List matching with IN

SELECT * FROM students
WHERE name IN ('Alice', 'Bob', 'Charlie');

IN matches any value in the parentheses. This is shorter than writing multiple OR conditions.

NOT IN to exclude

SELECT * FROM students
WHERE name NOT IN ('Alice', 'Bob');

NOT IN excludes the listed values. Returns all rows except Alice and Bob.

ORDER BY

ORDER BY sorts the result set (the rows returned by your query). ASC is the default (ascending), DESC reverses the order (descending). You can refer to columns by name, alias, or position number.

Sort alphabetically

SELECT * FROM students
ORDER BY name ASC;

ASC is the default, so ORDER BY name works the same. Names appear A to Z.

Sort descending

SELECT * FROM students
ORDER BY id DESC;

DESC reverses the order. The newest rows (highest id) appear first.

Sort by multiple columns

SELECT * FROM students
ORDER BY name ASC, id DESC;

If two rows have the same name, the one with the higher id comes first.

LIMIT and DISTINCT

LIMIT takes one or two arguments. With one argument, it returns that many rows. With two arguments (LIMIT offset, count), the offset starts at 0. You can also use LIMIT count OFFSET offset syntax. DISTINCT specifies removal of duplicate rows from the result set.

Top N results

SELECT * FROM students
ORDER BY id DESC
LIMIT 3;

LIMIT 3 returns only the first 3 rows after sorting. Combined with ORDER BY DESC, you get the 3 most recent.

Remove duplicates

SELECT DISTINCT name FROM students;

DISTINCT removes duplicate values from the result. If two students had the same name, it would appear only once.
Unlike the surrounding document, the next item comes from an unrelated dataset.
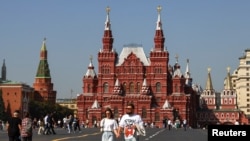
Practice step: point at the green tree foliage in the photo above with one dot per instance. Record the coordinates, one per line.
(39, 109)
(3, 114)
What does % mean in a LIKE pattern?

What does BETWEEN 1 AND 5 include?

Key Takeaways

  • AND requires both conditions. OR requires either.
  • Use IS NULL and IS NOT NULL to check for missing values.
  • LIKE uses % for any characters and _ for one character.
  • BETWEEN matches a range. IN matches a list of values.
  • ORDER BY sorts. ASC is default, DESC reverses.
  • LIMIT caps the number of returned rows.
  • DISTINCT removes duplicate values.